Once satisfied, remove the bow line first and lay it along the side deck as you walk back toward the stern in case you need to put it back on at short notice.
With this sorted, prepare to remove the stern line. I like to pull the taut part of the line slightly to reduce the tension before starting to undo and coil the excess line from the cleat.
Now release the last loop which is securing the boat either from the boat itself or the pontoon and step onboard making your way swiftly to the controls.
Next check that the boat hasn’t already started moving along the pontoon, if it has a small click of the pontoon side engine astern will stop that movement and bring the stern slightly away.
Next use the bow thruster for long enough to push the bow well away from the pontoon. This also pushes the stern closer, so to prevent it getting too close you will need to use the outside engine ahead. This will pivot the boat and move the stern clear.
As the boat comes clear and roughly parallel to the pontoon either use both engines ahead for half a second to gain some momentum or alternatively each engine in turn to walk the boat out of the berth. I generally keep the helm straight ahead for this movement.

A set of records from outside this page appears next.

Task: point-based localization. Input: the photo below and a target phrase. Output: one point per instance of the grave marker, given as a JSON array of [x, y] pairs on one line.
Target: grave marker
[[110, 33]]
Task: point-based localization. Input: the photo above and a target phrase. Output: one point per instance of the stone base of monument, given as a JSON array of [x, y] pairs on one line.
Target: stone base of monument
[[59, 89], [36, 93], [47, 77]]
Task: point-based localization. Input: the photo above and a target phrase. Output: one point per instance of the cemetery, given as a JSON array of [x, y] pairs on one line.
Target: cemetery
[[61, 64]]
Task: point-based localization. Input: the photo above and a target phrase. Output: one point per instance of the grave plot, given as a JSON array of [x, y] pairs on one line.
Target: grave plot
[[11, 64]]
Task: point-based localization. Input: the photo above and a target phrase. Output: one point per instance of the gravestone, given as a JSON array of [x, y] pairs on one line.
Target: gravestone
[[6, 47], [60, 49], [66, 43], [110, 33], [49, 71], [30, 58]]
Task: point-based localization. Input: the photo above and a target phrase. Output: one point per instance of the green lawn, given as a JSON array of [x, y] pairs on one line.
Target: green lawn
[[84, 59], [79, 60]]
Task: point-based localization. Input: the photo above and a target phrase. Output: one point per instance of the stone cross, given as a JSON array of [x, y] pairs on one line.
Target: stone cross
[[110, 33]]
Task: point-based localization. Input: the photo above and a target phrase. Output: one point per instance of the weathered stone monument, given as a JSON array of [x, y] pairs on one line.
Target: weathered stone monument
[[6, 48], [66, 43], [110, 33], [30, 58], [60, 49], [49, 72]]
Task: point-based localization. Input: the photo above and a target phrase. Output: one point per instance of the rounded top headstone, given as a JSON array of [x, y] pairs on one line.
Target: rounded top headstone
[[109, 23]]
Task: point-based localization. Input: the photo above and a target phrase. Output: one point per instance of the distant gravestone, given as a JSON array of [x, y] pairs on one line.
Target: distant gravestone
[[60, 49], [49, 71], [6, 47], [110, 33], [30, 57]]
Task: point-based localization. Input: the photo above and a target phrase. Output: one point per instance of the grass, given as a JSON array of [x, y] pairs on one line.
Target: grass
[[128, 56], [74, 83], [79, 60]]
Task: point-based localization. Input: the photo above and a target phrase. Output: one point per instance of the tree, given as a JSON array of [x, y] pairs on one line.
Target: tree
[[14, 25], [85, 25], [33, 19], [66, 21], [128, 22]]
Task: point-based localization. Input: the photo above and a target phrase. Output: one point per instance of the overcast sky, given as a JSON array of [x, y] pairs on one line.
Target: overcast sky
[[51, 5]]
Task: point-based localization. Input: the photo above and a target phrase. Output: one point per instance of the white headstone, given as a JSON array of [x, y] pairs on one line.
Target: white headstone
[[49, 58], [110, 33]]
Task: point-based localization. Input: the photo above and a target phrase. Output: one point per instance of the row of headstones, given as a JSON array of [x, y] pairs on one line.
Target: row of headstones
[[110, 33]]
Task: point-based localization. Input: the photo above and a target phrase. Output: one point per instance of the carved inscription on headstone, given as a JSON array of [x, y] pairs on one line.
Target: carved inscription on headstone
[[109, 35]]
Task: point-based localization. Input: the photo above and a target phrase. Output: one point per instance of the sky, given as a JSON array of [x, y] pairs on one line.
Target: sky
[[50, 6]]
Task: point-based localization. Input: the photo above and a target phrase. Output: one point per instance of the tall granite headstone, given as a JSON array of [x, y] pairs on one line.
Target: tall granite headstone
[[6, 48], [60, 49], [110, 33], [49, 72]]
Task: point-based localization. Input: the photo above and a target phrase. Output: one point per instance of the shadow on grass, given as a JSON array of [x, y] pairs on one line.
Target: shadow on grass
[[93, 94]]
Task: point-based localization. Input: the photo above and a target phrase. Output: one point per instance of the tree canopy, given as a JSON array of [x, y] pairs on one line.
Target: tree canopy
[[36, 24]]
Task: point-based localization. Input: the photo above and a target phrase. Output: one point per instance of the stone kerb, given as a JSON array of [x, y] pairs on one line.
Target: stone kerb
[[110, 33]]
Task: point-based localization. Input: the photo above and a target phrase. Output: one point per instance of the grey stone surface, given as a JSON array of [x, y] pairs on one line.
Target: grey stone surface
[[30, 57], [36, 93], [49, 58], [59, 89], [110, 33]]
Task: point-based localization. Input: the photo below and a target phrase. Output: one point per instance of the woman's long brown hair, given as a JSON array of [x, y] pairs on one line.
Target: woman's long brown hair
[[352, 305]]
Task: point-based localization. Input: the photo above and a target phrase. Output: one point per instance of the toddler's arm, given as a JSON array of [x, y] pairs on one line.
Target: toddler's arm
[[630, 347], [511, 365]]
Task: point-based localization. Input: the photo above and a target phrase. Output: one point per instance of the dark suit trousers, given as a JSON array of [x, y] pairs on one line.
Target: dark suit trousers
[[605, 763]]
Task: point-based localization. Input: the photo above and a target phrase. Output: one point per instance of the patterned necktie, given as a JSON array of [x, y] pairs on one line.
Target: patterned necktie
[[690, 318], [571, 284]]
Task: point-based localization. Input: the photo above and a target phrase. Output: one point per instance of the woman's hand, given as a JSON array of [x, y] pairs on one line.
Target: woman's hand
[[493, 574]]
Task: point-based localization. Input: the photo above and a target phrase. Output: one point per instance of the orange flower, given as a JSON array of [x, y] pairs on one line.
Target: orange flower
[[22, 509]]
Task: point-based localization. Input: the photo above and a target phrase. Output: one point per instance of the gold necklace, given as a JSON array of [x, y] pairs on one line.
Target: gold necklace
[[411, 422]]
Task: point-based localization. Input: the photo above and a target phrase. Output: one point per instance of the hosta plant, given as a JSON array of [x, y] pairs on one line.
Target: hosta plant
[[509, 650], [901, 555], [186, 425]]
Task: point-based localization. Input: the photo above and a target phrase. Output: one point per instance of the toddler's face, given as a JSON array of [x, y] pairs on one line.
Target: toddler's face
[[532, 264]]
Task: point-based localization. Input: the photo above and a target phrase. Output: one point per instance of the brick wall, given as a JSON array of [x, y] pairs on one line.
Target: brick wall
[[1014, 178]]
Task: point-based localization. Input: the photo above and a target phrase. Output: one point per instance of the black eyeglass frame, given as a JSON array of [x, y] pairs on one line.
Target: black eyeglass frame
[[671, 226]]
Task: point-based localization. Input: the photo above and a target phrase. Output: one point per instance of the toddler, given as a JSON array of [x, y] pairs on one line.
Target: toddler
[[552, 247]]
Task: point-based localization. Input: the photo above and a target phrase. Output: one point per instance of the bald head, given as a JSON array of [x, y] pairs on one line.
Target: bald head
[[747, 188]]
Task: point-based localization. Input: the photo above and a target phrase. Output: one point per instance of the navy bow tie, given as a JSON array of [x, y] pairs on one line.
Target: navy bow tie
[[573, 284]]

The next key point is to stop the boat mid-aisle so that you don’t turn with any momentum and get swept onto the boats opposite. In this instance we need to turn to starboard to leave so either both engines astern to stop or just starboard astern so that you are not only slowing but starting the turn for your exit.
I like to use a transit to my side to check that I am turning on the spot with no down element drift. The turn can be accomplished either by using one engine at a time or one ahead and one astern to make the turn more positive.
I use the helm for the turn on the ahead engine. Always aim slightly up-element as you finish the turn so that you are heading towards the safe side for your exit.